後藤先生も落語を聴かれるのかとうれしくなったけど、さすがだ、自分は数百回は聴いてない。
圓生師匠のCD(昔はカセットで)と、志ん朝師匠のを十回ぐらい、喜多八師匠、談春師匠のを2、3回といったところだろうか。
ライブでは、小朝、遊雀、志らくといった師匠方のを聴いた。ちなみに快楽亭ブラック師匠の「文七ぶっとい」も名作なのだが、詳細をここに書き記すことはできない。せっかくメジャー化してるのに、品位の面で霜栄先生のようなバッシングをうける危険性がある。

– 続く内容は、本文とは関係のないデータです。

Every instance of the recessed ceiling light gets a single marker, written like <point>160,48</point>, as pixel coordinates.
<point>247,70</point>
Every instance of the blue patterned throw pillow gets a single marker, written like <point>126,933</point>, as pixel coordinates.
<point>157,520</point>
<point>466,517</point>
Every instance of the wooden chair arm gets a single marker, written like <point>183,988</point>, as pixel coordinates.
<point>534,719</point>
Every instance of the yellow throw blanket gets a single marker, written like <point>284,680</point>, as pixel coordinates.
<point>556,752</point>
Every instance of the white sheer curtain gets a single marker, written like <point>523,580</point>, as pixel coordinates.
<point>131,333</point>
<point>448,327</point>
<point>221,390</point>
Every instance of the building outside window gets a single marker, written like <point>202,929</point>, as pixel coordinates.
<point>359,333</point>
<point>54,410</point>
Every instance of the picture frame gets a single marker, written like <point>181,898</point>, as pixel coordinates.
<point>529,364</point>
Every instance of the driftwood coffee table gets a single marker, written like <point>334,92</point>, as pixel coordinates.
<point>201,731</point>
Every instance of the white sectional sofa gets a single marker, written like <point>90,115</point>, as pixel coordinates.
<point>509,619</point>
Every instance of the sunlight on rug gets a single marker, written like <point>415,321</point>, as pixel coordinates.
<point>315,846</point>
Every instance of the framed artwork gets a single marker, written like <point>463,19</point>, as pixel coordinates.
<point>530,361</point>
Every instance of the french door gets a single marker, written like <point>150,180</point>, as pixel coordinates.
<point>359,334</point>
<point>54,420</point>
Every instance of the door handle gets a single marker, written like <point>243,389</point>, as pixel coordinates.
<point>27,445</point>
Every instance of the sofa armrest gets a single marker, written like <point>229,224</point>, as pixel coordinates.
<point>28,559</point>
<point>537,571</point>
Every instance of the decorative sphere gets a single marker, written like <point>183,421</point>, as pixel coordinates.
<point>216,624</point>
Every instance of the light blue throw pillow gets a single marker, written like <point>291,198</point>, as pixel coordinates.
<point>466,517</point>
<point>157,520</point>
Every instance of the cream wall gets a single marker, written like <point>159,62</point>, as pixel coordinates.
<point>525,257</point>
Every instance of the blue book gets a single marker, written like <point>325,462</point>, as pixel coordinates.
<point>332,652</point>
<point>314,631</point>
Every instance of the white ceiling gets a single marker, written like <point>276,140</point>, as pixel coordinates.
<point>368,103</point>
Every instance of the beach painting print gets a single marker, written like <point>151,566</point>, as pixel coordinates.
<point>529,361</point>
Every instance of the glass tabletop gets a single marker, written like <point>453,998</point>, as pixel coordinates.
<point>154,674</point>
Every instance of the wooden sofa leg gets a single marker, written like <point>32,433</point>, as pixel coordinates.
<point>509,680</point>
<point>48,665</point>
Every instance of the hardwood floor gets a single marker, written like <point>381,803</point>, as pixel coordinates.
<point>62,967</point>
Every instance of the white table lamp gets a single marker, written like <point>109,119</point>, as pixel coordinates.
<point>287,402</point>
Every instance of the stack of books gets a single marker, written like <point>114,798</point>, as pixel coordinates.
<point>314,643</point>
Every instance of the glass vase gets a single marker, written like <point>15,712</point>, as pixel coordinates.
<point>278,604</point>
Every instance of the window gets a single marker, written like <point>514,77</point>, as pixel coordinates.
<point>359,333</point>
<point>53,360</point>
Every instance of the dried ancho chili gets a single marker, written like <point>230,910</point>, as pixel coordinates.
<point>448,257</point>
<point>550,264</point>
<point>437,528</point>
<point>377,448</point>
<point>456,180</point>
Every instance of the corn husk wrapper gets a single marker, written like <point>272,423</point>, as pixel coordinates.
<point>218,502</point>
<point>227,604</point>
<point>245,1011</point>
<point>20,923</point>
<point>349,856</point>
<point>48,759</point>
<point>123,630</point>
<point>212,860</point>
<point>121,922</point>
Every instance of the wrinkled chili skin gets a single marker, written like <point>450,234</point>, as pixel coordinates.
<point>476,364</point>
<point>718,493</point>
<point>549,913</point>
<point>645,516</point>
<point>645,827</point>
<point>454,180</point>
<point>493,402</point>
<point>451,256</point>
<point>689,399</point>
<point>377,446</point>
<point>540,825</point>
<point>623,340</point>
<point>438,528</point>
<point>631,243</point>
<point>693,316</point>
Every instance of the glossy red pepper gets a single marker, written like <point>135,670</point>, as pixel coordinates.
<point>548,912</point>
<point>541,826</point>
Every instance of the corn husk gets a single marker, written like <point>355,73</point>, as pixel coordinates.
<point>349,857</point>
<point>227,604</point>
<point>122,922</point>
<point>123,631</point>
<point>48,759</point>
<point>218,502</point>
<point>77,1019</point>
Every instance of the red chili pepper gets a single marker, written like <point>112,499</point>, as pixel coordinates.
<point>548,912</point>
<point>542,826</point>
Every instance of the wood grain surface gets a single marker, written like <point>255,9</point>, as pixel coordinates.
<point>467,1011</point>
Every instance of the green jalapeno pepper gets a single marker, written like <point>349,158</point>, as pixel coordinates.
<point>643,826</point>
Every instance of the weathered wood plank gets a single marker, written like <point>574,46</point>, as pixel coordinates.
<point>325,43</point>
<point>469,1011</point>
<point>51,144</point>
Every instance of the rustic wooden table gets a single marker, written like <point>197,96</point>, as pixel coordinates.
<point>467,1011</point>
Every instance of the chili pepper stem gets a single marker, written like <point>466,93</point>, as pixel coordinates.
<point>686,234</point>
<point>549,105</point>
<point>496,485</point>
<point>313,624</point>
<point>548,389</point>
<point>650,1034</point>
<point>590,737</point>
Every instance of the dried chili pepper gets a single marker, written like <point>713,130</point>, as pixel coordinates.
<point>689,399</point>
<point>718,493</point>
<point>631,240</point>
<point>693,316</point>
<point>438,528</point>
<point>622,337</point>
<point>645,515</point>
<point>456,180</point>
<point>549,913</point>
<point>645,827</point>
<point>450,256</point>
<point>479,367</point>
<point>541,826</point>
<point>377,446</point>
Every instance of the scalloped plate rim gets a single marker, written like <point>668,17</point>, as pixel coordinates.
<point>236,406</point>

これまでに聴いた落語の中で一番のものは何かと問われたら、はっきりと答えがある。
コンサートでもお芝居でも、「一番よかったの何?」の問いに明確に一つを答えるのは難しいけど、落語は決まっている。
2001年の春、池袋演芸場で聴いた志ん朝「付き馬」だ。
客席数100弱の池袋演芸場だが、それまで満員の風景をみたことはなかった。
志ん朝が池袋にあがるというだけで、落語ファンは欣喜雀躍し、連日開演前から列をつくった。
その日高座にあがったすべての芸人さんが、満席の様子におどろき、「こんなことは池袋ではないんですよ」と語った。「いま、志ん朝師匠(楽屋に)入りましたよ」と実況してくれる方もいた。
でも、どんな方が出演されてたのか、一つも思い出せない。才賀師匠がいたかな。
いよいよトリの出番、出ばやしがなる。
いつもどおり少し前かがみで、機嫌がいいのか悪いのかわからないような表情で登場し、深々とお辞儀をされる。
「いっぱいのおはこびで、おんれい申し上げます … 」
ああ、書いてたら思い出して泣きそう。
ネタは「付き馬」。
まくらの部分はCDとほぼ同じだが、噺に入るとCDとはちがう部分にも気づく。
マイクを通さない生声は、ハリといい、きっぷのよさといい、単語の意味など関係なく音声としてだけ聴いていても心地良い。超満員の客席はどかんどかん笑う。笑うべき場所でみな一体となって笑う、すぐ笑いを収め次の言葉を待つ。
あれほど幸せな落語体験は、おそらくこの先もさすがにできないだろう。
仕事をやすんで十日間通った落語ファンもいたことを、後に知る。
おれも有給をとって、せめてあと二、三回行けばよかったかなとの思いは、数ヶ月後に志ん朝師匠が亡くなられてから強くなった。
たった一日でも行けて、幸せな百人強の一員でいられたことは、自分の宝だ。
生の高座のすばらしさ、落語という日本の文化のすばらしさを体感できた。
まがりなりにも言葉がらみでおまんま食べてる者として、糧になった。
後藤洋先生は、生の演奏会に足を運ばなければならないと述べている。
ネットでただで手に入るものにろくなものはない、お金を払って会場に足を運べと。
今も、時折志ん朝師匠のCDを聴く。談春もブラックも聴く。
それはしかし、寄席や独演会で聴くのとは、まったく別物だ。
音楽も、CDとコンサート会場とでは、後藤先生がおっしゃるように別のものなのだ。
ということで、今日はシエナウインドオーケストラの演奏会に出かけます。